如果你对这篇内容有疑问,欢迎到本站社区发帖提问 参与讨论,获取更多帮助,或者扫码二维码加入 Web 技术交流群。

绑定邮箱获取回复消息
由于您还没有绑定你的真实邮箱,如果其他用户或者作者回复了您的评论,将不能在第一时间通知您!
发布评论
评论(1)
您要解码的原始数据是:
开头,因为该字段数0在开始时似乎有一些额外的数据。
有效的Protobuf消息从不以0x00 doc/编码“ rel =” nofollow noreferrer”> protobuf编码规范,我们可以尝试理解这一点。
从字符串
riot_230120p35.00
开始,它是由长度正确的前缀0x11(17个字符)。剥离了第一个7字节并转换为六角(
1a 5d 0a 11 52 49 4f 54 5f 32 33 30 30 31 32 30 31 33 33 33 33 35 2E 30 30 30 10 80 A6 A6 A6 AE 82 D9 ED F1 F1 F1 F1 F1 F1 F1 F1 F1 F1 18 CD D9 D9 D9 D9 D9 D9 D9 D9 D9 D9 D9 D9 D9 D9 D9 D9 D9 D9 D9 D9 D9 D9 D9 D9 82 D9 ED F1 FE 16 20 E2 F7 D9 82 D9 ED F1 FE 16 28 95 A2 ED FF D9 ED F1 F1 FE 1 FE 16 30 8C AA ED FF D9 ED F1 F1 F1 FE 1 FE 16 38 80 D1 B6 C1 0B 40 C0 C0 C0 8D A3 BA 0B 48 19 50 50 50B 48 19 50 50 04 5A 02 51 5F 62 02 41 5F
),该消息被。由于某种原因,该消息似乎在开始时有7个额外的字节。这些字节不符合Protobuf格式,如果没有通信其他端点的开发人员的某些信息,就无法确定其含义。
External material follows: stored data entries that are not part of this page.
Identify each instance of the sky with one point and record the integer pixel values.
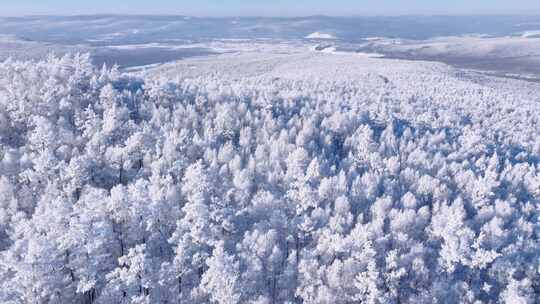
(267, 7)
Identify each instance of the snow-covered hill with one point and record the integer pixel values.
(267, 174)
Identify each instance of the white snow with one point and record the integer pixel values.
(319, 35)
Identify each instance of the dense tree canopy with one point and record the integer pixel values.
(117, 188)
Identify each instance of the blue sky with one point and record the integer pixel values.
(267, 7)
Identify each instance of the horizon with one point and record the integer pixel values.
(278, 8)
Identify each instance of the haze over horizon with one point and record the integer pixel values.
(213, 8)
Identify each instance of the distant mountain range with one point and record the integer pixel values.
(121, 29)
The raw data you are trying to decode is:
A valid protobuf message never starts with 0x00, because the field number 0 is reserved. The message appears to have some extra data in the beginning.
Comparing with the protobuf encoding specification, we can try to make sense of this.
Starting from the string
RIOT_230120P35.00
, it is correctly prefixed by length 0x11 (17 characters). The previous byte is 0x0A, which is tag for field 1 with type string, such as inCreditTransaction
message. Reading the message backwards from there, everything looks reasonable up to 0x1A byte.After stripping the first 7 bytes and converting to hex (
1a 5d 0a 11 52 49 4f 54 5f 32 33 30 31 32 30 50 33 35 2e 30 30 10 80 a6 ae 82 d9 ed f1 fe 16 18 cd d9 d9 82 d9 ed f1 fe 16 20 e2 f7 d9 82 d9 ed f1 fe 16 28 95 a2 ed ff d9 ed f1 fe 16 30 8c aa ed ff d9 ed f1 fe 16 38 80 d1 b6 c1 0b 40 c0 8d a3 ba 0b 48 19 50 04 5a 02 51 5f 62 02 41 5f
), the message is accepted by online protobuf decoder.It seems the message has 7 extra bytes in the beginning for some reason. These bytes do not conform to the protobuf format and their meaning cannot be determined without some information from the developer of the other endpoint of the communication.